The application document of chinese patent No. 201110369877 discloses a multi-source data integration platform and a construction method thereof, which manages different data, and the data do not have consistency problem.

The application document of US 8190546 discloses "Dependency between sources intussuth discovery" which evaluates the credibility of data sources and data by establishing a probabilistic graph model of the copy relationship between the data sources, and does not involve evaluating the credibility of the data with predicates.

Disclosure of Invention

The purpose of the invention is as follows: the invention provides a multi-source data set cleaning method based on data source credibility and data credibility, which aims to solve the problems that the initial value of the data credibility is difficult to determine in the multi-source data consistency problem and how to combine the data source credibility and the data credibility in the multi-source data fusion at present, and achieves the purpose of cleaning data by setting predicates to calculate the data credibility, then calculating the data source credibility through the data credibility, and finally finding out the data with the highest credibility.

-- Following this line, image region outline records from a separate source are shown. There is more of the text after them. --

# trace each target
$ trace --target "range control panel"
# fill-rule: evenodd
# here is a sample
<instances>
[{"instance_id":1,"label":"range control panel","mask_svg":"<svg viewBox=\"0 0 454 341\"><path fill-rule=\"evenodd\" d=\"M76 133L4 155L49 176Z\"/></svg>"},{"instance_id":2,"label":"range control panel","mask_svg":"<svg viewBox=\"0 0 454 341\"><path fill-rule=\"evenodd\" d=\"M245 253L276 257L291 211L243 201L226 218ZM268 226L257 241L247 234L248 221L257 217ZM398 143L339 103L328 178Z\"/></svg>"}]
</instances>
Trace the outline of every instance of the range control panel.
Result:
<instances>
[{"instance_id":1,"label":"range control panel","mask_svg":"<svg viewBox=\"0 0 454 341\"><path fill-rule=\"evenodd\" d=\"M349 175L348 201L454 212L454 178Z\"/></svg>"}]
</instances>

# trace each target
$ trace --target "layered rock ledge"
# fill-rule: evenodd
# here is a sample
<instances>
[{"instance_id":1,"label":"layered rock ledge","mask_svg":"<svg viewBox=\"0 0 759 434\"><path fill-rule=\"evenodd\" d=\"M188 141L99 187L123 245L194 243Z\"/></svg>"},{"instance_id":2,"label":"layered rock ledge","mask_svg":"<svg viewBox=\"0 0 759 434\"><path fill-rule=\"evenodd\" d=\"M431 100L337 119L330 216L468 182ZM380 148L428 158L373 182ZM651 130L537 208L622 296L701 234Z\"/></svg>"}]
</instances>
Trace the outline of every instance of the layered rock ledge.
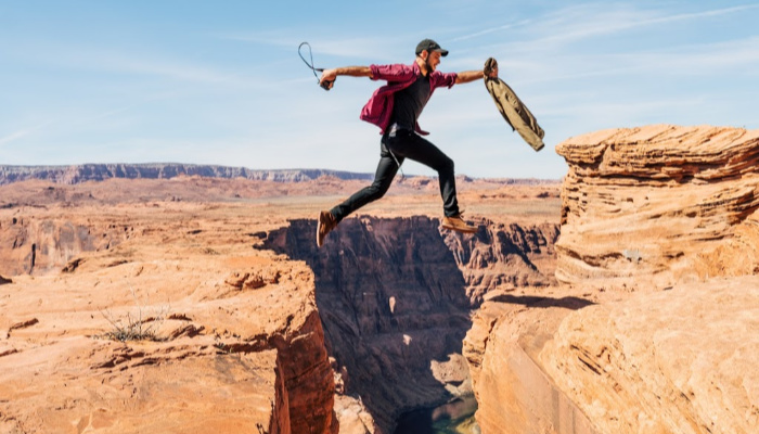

The technical scheme is as follows: in order to achieve the technical effects, the invention provides a multi-source data set cleaning method based on predicates, which comprises the following steps:

(1) constructing a predicate model: defining a priority predicate, a state predicate and an interaction predicate; wherein the content of the first and second substances,

the priority predicate is priority (A)_i，A_j) Represents an attribute A_iIs higher in priority than attribute A_jThe priority of (2);

the state predicates are as follows:

wherein, t_iThe expression is given to the sentence i,

representing an attribute A in a statement i_kThe value of the attribute of (a) is,

representing predefined

And

with respect to the condition, phi (t)_i，t_j) Representing a predefined t_iAnd t_jThe condition satisfied in (a); stat (A)_k) When t is shown_iAnd t_jWhen the conditions P and phi are satisfied, t_iIs higher than t_j；

The interaction predicates are as follows: inter_δ(A₁，…，A_l) Indicates that when the data satisfies the condition delta, the attribute A of the piece of data₁，…，A_lThe quality of the attribute value of (2) is poor;

(2) carrying out predicate mining on the data set to be cleaned through the predicate model defined in the step (1) to obtain a priority predicate, a state predicate and an interaction predicate in the data set;

(3) deducing the attribute value credibility of each data in the data set according to the obtained predicate, comprising the following steps:

(3-1) initializing the credibility of all attribute values of the data in the data set to be 0, and setting an influence factor η as a constant for each attribute value of each piece of data;

(3-2) updating the credibility of each attribute value of each piece of data by using the state predicates and the interaction predicates, wherein during updating, the state predicates are firstly used for updating and then the interaction predicates are used for updating, or the interaction predicates are firstly used for updating and then the state predicates are used for updating;

the method for updating the credibility of each attribute value of the data by using the state predicates comprises the following steps: enumerating two data t in the dataset two by two_iAnd t_jIf t is_iAnd t_jAt attribute A_kAnd (3) satisfying the state predicates:

then the attribute value is added

η is subtracted;

the method for updating the credibility of each attribute value of the data by applying the interaction predicates comprises the following steps: traversing data setsIf a piece of data meets a certain interaction predicate Inter_δ(A₁，…，A_l) Then the piece of data attribute A is added₁，…，A_lη is subtracted from the confidence level of the attribute value of (a);

(3-3) after the step (2) is finished, updating the attribute value credibility of each piece of data by using the priority predicates, and executing the priority predicates in sequence from high priority to low priority during updating;

execution priority predicate Primary (A)_i，A_j) Comprises the following steps: if multiple pieces of data are in attribute A_jIf the confidence of the attribute values of (A) is the same, they are set to A_iThe attribute values of (1) are sorted in ascending order according to the reliability of the attribute values, and the attribute values are sorted in the order of the sort in the A of the data of the nth bit_jAdding n-1 to the credibility of the attribute value of (1);

(3-4) after the credibility of all the attribute values is obtained, returning all the attribute values with the credibility being more than or equal to the preset threshold value as results for the multi-value attribute; for the attribute which only needs to return one result, executing the steps (4) to (6);

(4) normalizing the credibility of all attribute values; according to the formula

Calculating the credibility of all data sources in the data set to be cleaned; wherein λ is_iRepresenting a data source D_iT denotes the data source D_iD (t) represents the credibility of the data t, and the credibility of the data t is equal to the sum of the credibility of all attribute values of the data;

(5) according to the formula

Update the confidence of each attribute value, D' represents the confidence for attribute A_jProviding attribute values

The data source of (1); returning to the step (4) after updating;

(6) repeatedly executing the steps (4) to (5) until the credibility of all the attribute values is converged; and for the attribute which only needs to return one result, finding out the attribute value with the highest credibility under the attribute as the final result.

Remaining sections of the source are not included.